Prof. Hansjörg Dittus, DLR-Vorstand für Raumfahrtforschung und -technologie, ergänzt: „Die D-2-Mission ist nicht nur eine „historische“ Mission, auf die wir nach 25 Jahren nostalgisch zurückblicken – die Ergebnisse der wissenschaftlichen Arbeiten haben vielmehr bis in unsere heutige Forschung eine Wirkung.“ So wurde beispielsweise mit dem DLR-Roboterarm ROTEX zum ersten Mal in der Geschichte der Raumfahrt ein Roboter im All von der Erde aus ferngesteuert. „Damit nahm eine Reihe von erfolgreichen Experimenten ihren Anfang, bei der Mensch und Roboter zu einem Team wurden“, so Dittus weiter.
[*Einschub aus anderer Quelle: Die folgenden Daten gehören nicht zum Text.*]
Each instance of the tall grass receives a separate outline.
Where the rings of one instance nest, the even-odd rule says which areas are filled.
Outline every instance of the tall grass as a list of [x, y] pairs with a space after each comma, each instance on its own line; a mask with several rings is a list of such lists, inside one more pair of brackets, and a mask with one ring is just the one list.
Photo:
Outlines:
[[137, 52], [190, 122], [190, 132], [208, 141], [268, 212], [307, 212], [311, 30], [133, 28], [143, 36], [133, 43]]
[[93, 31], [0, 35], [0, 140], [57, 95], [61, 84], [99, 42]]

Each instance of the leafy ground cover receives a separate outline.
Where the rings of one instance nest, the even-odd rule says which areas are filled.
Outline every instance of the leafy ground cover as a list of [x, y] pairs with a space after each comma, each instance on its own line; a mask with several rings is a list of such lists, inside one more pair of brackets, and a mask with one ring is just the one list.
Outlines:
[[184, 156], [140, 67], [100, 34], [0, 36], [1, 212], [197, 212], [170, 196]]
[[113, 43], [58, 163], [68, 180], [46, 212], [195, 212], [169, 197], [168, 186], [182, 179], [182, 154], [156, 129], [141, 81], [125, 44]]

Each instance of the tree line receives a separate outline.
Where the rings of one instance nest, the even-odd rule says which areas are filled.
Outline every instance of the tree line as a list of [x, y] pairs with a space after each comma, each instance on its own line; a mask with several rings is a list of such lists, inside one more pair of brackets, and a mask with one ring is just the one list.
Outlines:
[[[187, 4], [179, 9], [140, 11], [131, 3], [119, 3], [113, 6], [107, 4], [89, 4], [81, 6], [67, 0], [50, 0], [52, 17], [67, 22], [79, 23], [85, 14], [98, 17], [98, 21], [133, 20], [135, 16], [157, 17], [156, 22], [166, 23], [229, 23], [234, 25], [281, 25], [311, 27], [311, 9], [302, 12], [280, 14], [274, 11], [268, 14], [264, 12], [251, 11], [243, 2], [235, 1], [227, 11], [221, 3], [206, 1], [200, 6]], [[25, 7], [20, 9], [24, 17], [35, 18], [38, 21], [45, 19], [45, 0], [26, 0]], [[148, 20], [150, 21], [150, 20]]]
Heute können Astronauten von der ISS aus Aufgaben an den Roboter „Rollin‘ Justin“ des DLR erteilen, die dieser mit künstlicher Intelligenz plant und ausführt. Das DLR in Oberpfaffenhofen ist auch in der kommenden Woche eine Station der D-2-Crew: Am 04. Mai 2018 trifft der Bayerische Ministerpräsident Dr. Markus Söder die Astronauten und Missionsmitarbeiter im Deutschen Raumfahrtkontrollzentrum.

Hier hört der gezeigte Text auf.